I wonder about EPS vs passmark. Which is more precise and effective for assessing the quality of a 3node.

Interesting. I wonder how they arrived at these figures for Flux.

Based on my reading, they are using sysbench, particularly the included prime number test for CPUs. If you read up on PassMark, you’ll find that this is one of a suite of tests which get aggregated into the overall score. You can also find a free download for Linux/MacOS at that link for testing, as well as a trial version for Windows.

EPS is kinda like hertz–it’s just a measure of frequency that could be applied to any kind of event. In this case, it’s finding prime numbers, which is a useful but limited way to measure CPU performance. There are other tests bundled with sysbench that would give different perspectives on the performance of a CPU or system.

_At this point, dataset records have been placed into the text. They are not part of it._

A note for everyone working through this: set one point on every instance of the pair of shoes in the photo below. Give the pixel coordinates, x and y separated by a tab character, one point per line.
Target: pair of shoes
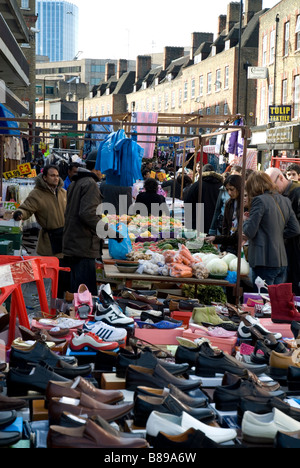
145	404
41	334
112	315
157	378
227	397
287	439
11	404
33	378
173	425
41	353
279	364
145	359
91	341
262	428
263	405
74	388
209	363
85	406
194	402
106	332
90	435
253	323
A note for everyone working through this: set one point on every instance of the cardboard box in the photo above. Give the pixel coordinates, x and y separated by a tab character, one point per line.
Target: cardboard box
156	336
110	381
225	344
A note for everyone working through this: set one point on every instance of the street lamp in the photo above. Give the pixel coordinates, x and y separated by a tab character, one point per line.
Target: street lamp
44	92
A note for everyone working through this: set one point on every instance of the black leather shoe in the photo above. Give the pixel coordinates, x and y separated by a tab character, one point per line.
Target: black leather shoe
7	418
144	405
190	440
157	378
36	378
193	402
287	439
40	352
261	405
227	397
210	363
145	359
184	354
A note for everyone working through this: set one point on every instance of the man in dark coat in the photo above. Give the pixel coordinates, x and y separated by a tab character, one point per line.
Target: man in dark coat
211	183
290	189
81	243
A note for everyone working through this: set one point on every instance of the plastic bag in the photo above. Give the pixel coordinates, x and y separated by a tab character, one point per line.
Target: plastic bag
119	250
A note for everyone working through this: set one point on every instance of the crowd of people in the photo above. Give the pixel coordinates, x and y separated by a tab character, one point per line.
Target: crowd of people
70	222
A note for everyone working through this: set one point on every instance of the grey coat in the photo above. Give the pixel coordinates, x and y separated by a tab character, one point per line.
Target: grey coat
271	220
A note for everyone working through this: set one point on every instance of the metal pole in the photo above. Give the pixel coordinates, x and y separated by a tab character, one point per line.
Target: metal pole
239	58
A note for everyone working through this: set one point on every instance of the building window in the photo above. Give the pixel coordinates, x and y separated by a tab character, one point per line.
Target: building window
226	81
272	46
193	88
262	105
201	85
185	91
284	92
286	38
297	96
264	57
297	31
208	83
218	80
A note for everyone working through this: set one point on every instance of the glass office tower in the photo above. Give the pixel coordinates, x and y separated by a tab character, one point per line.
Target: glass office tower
58	26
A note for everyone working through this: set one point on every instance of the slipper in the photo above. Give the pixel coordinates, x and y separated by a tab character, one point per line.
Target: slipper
163	324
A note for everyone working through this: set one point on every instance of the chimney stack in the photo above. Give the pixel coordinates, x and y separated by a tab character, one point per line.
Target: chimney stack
122	68
233	15
197	40
143	66
109	70
170	54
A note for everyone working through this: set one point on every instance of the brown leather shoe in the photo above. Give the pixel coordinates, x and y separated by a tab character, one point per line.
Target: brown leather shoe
86	406
89	436
74	388
10	404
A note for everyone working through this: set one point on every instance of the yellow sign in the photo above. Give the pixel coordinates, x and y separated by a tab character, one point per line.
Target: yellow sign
21	171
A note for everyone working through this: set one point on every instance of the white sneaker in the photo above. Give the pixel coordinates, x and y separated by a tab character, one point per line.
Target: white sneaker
112	315
174	425
106	332
262	428
90	340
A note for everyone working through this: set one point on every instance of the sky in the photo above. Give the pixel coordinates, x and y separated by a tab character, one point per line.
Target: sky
125	29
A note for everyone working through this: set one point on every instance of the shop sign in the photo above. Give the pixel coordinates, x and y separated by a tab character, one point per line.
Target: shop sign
283	134
280	113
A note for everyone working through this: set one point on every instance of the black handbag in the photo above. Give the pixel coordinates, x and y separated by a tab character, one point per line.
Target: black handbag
55	236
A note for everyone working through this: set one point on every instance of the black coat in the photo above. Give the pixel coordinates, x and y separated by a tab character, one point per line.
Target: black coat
211	183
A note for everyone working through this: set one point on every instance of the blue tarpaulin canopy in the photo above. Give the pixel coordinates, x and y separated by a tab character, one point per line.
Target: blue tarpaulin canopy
12	128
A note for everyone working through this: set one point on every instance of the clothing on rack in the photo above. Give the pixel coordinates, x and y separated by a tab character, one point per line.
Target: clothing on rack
120	159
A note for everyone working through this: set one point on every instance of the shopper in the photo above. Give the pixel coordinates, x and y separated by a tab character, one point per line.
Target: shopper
271	220
211	183
81	243
47	202
151	203
290	189
293	172
228	239
72	170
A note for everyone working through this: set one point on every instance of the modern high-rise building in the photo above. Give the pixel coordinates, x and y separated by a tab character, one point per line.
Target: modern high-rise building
58	29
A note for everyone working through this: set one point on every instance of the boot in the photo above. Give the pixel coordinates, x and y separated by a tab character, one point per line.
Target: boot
283	309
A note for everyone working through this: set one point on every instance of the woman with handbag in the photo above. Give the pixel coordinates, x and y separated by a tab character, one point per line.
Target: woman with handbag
270	221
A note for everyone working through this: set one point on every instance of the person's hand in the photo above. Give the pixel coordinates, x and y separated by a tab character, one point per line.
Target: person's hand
210	239
17	216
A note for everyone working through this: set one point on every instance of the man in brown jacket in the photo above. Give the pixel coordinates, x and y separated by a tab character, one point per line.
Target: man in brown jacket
47	201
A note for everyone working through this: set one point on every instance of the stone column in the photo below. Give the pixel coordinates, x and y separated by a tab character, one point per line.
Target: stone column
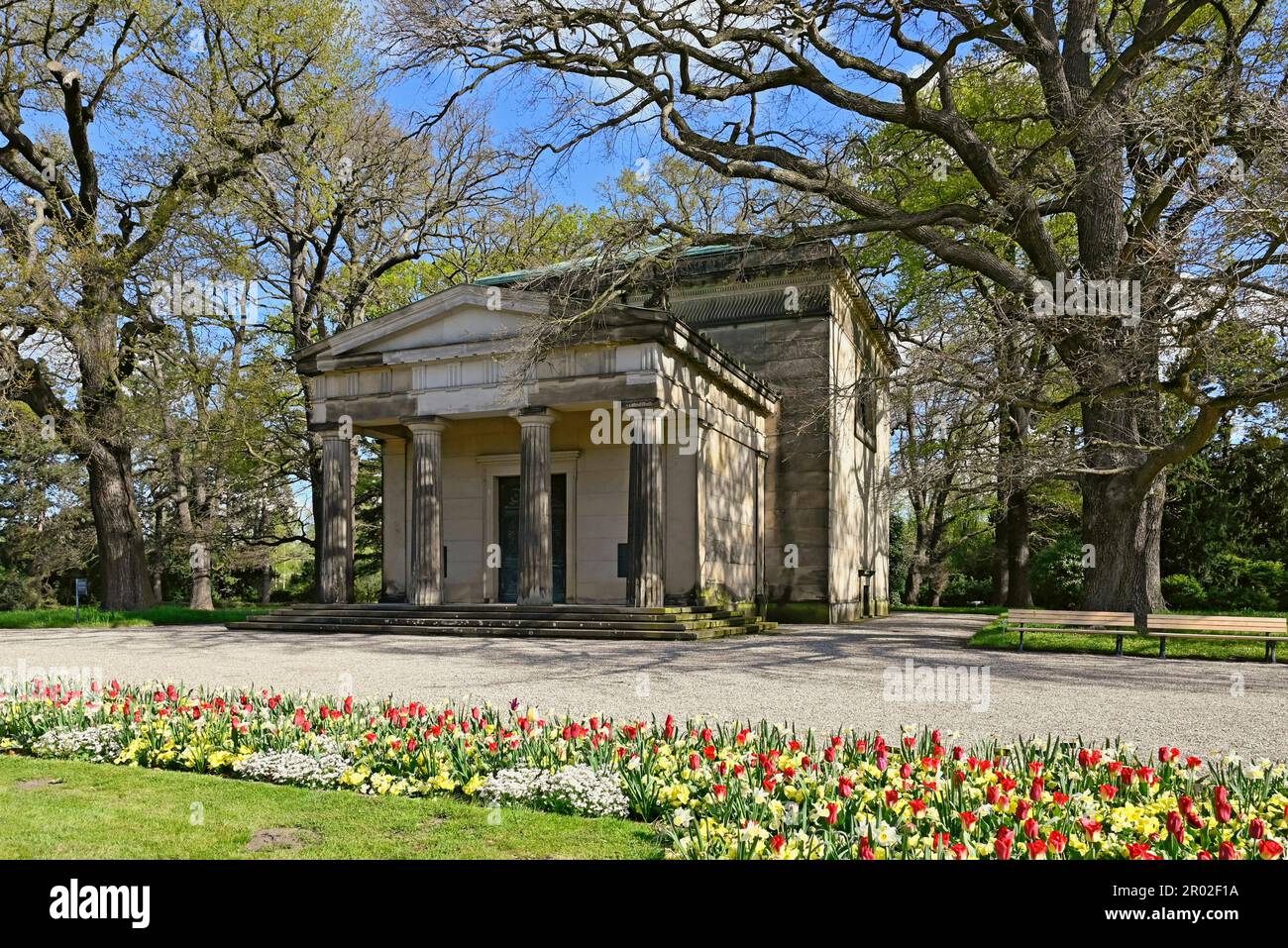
425	578
536	562
394	519
335	532
645	514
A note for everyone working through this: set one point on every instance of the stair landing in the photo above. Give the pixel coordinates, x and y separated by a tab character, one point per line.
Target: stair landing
505	620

So, PassMark seems like a convenient way to test CPUs more holistically, while sysbench has the advantages of being open source and extensible.


What if the payout takes the average of all running systems passmark and then tunes the payout multiplier based on are you below or above the average? This can be implemented in a way that it starts with a small penalty but it increases to the desired goal through a year.

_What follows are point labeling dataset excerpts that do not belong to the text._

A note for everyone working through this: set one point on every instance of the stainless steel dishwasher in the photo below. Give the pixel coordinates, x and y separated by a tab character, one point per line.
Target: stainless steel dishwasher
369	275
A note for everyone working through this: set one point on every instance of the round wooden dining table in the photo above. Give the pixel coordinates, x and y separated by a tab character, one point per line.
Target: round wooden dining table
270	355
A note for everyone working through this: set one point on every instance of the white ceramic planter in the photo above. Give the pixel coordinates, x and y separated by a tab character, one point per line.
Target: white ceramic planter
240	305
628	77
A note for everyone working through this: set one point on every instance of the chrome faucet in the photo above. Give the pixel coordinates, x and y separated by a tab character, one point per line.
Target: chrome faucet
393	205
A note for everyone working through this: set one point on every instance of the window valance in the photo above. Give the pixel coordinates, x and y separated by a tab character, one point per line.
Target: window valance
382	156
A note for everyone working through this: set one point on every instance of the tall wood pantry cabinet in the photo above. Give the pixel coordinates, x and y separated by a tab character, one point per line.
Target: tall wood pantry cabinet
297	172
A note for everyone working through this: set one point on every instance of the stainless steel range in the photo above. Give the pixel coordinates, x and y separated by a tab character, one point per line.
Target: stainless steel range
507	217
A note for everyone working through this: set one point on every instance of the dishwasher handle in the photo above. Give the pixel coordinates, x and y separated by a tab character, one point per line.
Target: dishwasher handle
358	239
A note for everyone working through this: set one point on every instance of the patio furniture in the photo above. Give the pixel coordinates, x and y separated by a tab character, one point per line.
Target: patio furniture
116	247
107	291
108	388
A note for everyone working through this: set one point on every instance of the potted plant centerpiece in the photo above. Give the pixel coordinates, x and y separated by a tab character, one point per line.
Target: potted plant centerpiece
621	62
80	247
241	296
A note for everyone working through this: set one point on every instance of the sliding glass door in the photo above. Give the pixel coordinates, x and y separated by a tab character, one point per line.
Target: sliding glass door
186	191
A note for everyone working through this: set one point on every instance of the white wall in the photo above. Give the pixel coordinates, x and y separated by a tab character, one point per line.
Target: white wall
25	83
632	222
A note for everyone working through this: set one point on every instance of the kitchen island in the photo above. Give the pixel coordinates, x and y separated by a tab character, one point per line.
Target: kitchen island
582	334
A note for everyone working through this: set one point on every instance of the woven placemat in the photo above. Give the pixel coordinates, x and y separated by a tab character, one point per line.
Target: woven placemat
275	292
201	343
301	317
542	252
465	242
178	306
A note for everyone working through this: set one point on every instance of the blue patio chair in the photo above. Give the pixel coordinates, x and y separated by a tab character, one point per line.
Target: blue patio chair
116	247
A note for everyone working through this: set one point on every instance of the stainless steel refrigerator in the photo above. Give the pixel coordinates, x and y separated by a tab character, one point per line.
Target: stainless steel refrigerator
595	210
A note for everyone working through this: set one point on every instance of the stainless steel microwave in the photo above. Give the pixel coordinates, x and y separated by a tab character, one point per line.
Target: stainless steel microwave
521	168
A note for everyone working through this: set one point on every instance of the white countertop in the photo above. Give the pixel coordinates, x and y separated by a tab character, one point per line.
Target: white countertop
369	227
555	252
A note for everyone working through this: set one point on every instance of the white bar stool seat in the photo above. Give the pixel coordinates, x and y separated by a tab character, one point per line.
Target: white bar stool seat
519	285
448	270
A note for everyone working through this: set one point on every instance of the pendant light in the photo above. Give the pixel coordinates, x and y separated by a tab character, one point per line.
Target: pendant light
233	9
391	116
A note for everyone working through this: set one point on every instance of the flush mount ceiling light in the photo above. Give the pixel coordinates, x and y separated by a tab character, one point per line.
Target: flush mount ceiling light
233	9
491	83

But judging the cpu speed just by that is not realistic. The more cores you have the more overhead there might be in the system if you have lots of stuff running. I would rather run my 4 cpu load on a 4 core machine alone than on a busy 24 cpu machine even if it’s faster.

Some more factors:
Ram speed
L2 cache size
Ssd speed

E.g. Heavy IO towards disks(ssd and hdd) can get the whole system to a crawl, especially if you have say SMR disks and you trying to showel a lot of data to them. And the fastest cpu won’t help there.
This can be partially adressed by using cgroups, don’t know if TF uses it.

The one thing I’m not sure I saw was real usage payouts. So if some system is running a contract, does it get a share? If that’s the case then that solves pretty much the problem, as a more capable system will be able to run and keep more customers and the thing will self regulate for the most part.